As organizations struggle to implement effective security measures, all too often they focus solely on the tangible elements, such as developing security policies or risk management implementations. While these items are very important, they are only half of the equation necessary to ensure security success. CISO Soft Skills: Securing Organizations Impaired by Employee Politics, Apathy, and Intolerant Perspectives presents tools that empower security practitioners to identify the intangible negative influencers of security that plague most organizations, and provides techniques to identify, minimize, and overcome these pitfalls.
The book begins by explaining how using the wrong criteria to measure security can result in a claim of adequate security when objective assessment demonstrates this not to be the case. The authors instead recommend that organizations measure the success of their efforts using a practical approach that illustrates both the tangible and intangible requirements needed by a healthy security effort.

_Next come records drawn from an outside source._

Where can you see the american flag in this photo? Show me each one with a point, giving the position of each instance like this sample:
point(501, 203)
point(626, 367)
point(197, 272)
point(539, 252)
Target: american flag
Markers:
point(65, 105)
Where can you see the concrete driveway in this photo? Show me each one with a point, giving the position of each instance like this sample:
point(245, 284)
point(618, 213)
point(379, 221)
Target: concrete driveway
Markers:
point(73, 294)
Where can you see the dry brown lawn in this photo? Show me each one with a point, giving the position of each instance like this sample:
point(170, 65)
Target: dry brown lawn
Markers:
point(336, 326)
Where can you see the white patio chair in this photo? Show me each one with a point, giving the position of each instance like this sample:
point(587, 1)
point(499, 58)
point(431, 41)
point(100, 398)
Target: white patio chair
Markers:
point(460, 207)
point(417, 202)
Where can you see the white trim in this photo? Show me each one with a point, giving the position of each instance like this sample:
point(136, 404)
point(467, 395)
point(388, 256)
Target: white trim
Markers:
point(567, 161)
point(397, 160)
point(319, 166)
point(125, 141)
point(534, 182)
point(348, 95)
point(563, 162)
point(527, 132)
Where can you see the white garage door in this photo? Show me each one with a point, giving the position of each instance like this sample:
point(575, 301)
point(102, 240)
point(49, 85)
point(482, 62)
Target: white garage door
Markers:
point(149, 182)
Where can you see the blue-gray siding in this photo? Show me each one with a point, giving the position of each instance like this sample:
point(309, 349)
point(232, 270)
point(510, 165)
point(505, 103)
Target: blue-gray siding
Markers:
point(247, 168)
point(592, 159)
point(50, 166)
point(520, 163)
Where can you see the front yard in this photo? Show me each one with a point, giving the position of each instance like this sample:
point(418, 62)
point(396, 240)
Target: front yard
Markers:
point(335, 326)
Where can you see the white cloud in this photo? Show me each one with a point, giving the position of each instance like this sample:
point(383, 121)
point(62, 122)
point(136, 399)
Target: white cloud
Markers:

The middle section discusses the root causes that negatively influence both a CISO and an organization’s ability to truly secure itself. These root causes include:
Employee apathy
Employee myopia or tunnel vision
Employee primacy, often exhibited as office politics
The infancy of the information security discipline
These chapters explain what a CISO can do about these security constraints, providing numerous practical and actionable exercises, tools, and techniques to identify, limit, and compensate for the influence of security constraints in any type of organization.
The final chapters discuss some proactive techniques that CISOs can utilize to effectively secure challenging work environments. Reflecting the experience and solutions of those that are in the trenches of modern organizations, this volume provides practical ideas that can make a difference in the daily lives of security practitioners.